Peer to peer lending platform providers are able to offer market leading rates because they don’t have the large overheads, numerous branches, thousands of staff, big bonuses and shareholders demanding regular dividends like a high street bank. This low cost base allows borrowers to take advantage of the type of low-cost borrowing that simply can’t be found on the high street.
3. Simple application processes
The online application process provided by peer to peer lenders, is extremely simple to complete. All peer to peer loan applicants are still required to undergo a thorough credit check, as well as demonstrating an ability to repay the loan. However, this process is highly efficient and can take as little as a few hours to complete in most cases, while the lengthy and complex application processes operated by the banks can take several days to negotiate.

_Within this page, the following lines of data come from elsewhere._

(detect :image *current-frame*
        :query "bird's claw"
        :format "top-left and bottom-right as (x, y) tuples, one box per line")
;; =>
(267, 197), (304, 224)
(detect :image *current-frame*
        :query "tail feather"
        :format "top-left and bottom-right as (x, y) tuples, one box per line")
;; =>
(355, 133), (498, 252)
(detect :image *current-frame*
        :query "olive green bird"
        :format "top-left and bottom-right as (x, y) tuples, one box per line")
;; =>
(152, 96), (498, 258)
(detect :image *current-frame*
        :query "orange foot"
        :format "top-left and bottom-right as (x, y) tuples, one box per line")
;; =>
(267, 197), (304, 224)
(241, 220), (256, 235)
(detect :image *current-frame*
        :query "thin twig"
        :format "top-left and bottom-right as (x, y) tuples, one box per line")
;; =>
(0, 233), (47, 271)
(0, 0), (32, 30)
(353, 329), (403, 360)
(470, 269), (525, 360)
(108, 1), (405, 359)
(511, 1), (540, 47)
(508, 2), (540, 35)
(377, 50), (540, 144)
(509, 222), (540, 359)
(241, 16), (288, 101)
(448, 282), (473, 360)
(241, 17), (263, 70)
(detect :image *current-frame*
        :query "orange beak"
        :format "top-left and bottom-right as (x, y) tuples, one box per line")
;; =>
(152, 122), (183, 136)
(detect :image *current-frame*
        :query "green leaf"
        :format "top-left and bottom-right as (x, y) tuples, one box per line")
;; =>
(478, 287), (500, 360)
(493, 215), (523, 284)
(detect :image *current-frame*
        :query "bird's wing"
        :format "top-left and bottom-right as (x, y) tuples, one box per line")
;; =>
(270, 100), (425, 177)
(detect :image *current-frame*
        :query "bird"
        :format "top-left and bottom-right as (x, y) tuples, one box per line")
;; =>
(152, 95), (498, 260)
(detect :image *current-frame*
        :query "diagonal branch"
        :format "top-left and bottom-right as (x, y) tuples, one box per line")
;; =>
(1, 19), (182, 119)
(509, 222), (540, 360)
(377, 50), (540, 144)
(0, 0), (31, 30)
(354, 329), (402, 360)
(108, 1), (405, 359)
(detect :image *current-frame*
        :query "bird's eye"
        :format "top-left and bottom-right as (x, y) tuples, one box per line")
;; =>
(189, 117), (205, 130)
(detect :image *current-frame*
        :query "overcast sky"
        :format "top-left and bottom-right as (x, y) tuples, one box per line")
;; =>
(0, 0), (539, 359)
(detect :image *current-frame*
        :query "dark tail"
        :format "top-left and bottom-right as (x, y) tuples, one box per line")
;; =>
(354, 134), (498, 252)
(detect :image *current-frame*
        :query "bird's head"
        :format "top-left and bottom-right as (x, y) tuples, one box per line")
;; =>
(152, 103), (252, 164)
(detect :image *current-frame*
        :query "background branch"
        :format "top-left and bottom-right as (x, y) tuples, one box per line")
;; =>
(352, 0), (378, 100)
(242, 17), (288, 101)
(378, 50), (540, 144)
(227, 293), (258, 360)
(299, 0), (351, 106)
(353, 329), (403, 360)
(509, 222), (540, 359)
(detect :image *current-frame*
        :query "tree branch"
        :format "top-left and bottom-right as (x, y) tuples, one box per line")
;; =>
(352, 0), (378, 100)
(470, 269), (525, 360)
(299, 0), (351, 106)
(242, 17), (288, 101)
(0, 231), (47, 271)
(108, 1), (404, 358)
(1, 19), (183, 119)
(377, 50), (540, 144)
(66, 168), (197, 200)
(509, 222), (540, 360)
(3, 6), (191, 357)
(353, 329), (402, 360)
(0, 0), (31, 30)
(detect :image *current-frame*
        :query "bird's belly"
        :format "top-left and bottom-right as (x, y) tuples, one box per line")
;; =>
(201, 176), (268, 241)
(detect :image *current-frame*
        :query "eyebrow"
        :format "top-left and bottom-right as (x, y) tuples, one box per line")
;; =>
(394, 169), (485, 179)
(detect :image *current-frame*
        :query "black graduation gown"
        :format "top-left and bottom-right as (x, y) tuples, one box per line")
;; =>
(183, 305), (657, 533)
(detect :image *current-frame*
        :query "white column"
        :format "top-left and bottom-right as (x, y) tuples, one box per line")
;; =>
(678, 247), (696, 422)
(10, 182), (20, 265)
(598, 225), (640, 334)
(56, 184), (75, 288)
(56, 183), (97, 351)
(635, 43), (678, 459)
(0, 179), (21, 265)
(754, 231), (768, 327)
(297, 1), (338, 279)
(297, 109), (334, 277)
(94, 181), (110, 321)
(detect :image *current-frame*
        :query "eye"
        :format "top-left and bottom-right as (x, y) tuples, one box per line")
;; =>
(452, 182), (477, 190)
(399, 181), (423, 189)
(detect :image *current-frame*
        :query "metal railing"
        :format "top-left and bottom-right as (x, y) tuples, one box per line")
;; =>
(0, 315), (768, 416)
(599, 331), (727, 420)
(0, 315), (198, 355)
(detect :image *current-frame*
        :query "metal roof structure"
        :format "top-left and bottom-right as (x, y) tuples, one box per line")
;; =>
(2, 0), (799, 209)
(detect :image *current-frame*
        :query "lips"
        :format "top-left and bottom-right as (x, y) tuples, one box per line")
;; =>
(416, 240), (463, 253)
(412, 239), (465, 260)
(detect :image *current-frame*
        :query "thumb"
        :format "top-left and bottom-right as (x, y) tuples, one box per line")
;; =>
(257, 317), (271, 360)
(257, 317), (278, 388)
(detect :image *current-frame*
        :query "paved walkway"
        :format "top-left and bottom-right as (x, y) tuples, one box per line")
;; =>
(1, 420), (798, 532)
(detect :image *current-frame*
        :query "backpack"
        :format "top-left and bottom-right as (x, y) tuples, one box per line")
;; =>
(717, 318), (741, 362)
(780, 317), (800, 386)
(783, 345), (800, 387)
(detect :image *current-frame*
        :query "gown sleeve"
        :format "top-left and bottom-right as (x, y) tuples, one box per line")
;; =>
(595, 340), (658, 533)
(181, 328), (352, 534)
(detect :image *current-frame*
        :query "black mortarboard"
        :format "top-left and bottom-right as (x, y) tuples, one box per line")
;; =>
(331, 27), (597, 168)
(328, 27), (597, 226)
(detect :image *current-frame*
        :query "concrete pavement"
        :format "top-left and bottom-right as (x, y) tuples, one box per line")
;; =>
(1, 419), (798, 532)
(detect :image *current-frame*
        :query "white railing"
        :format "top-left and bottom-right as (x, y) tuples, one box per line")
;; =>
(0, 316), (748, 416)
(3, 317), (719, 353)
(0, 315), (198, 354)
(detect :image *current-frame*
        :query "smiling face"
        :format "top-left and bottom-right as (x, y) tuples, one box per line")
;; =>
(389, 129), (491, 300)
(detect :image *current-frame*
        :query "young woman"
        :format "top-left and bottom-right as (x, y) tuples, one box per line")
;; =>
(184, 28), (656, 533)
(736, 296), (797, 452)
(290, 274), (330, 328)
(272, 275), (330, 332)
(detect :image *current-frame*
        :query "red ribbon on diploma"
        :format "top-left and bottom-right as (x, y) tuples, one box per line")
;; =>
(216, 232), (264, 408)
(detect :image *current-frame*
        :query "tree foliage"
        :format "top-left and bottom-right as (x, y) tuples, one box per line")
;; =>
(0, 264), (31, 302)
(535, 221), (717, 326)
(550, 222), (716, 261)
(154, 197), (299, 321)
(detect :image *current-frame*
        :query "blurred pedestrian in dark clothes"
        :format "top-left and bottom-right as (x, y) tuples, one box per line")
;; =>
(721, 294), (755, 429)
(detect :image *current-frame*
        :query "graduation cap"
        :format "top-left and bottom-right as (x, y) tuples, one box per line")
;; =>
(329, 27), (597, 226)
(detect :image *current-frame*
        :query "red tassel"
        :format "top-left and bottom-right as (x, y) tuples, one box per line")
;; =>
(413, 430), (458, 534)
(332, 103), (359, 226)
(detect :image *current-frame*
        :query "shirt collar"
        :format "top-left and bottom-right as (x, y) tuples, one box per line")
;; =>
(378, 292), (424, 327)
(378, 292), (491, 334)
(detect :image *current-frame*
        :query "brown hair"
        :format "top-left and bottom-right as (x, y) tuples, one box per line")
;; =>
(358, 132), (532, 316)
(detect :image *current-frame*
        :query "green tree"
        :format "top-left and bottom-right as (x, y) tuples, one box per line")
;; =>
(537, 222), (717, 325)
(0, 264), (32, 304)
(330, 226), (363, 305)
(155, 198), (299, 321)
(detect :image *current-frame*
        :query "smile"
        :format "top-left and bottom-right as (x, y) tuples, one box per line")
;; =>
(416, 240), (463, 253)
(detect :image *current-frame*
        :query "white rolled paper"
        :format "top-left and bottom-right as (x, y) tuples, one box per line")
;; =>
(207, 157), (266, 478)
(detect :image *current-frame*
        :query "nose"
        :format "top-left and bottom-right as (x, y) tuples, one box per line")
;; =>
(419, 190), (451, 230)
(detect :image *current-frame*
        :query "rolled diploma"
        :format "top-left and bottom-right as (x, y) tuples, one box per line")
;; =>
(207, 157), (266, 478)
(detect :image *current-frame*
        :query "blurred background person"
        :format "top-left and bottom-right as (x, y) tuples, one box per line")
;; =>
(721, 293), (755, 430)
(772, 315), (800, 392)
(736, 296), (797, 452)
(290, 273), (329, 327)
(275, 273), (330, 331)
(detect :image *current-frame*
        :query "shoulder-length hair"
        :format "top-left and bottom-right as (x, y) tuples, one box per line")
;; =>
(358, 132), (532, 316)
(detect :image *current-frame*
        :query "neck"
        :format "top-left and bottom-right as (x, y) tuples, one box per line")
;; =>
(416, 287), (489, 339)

4. The knowledge that you’re borrowing from real people rather than the banks
The chaos and misery caused by the banks over the last few years has left many consumers and business owners incredibly bitter and angry. If you are worried about taking out a loan from a traditional bank, or you simply don’t want to give the banks your business, peer to peer lending is a great alternative. Not only can you secure an incredibly low rate loan, you will be helping hard-pressed savers just like yourself to achieve a proper return on their capital in the process.
5. Lower fees
Taking out a loan with a traditional lender usually involves an application fee, an arrangement fee and a myriad of other charges that may apply throughout the course of the loan such as early settlement charges. However, securing a loan directly from other individuals can significantly reduce these fees – further reducing the cost of your borrowing.
At a time when credit is scarce and expensive, peer to peer loan arrangements are growing increasingly popular. And as the number of lenders increases, so do the amounts available to borrow. Whether you are an individual looking to make some home improvements or a business owner looking for investment, you should seriously consider peer to peer loans as a real alternative to the high street banks.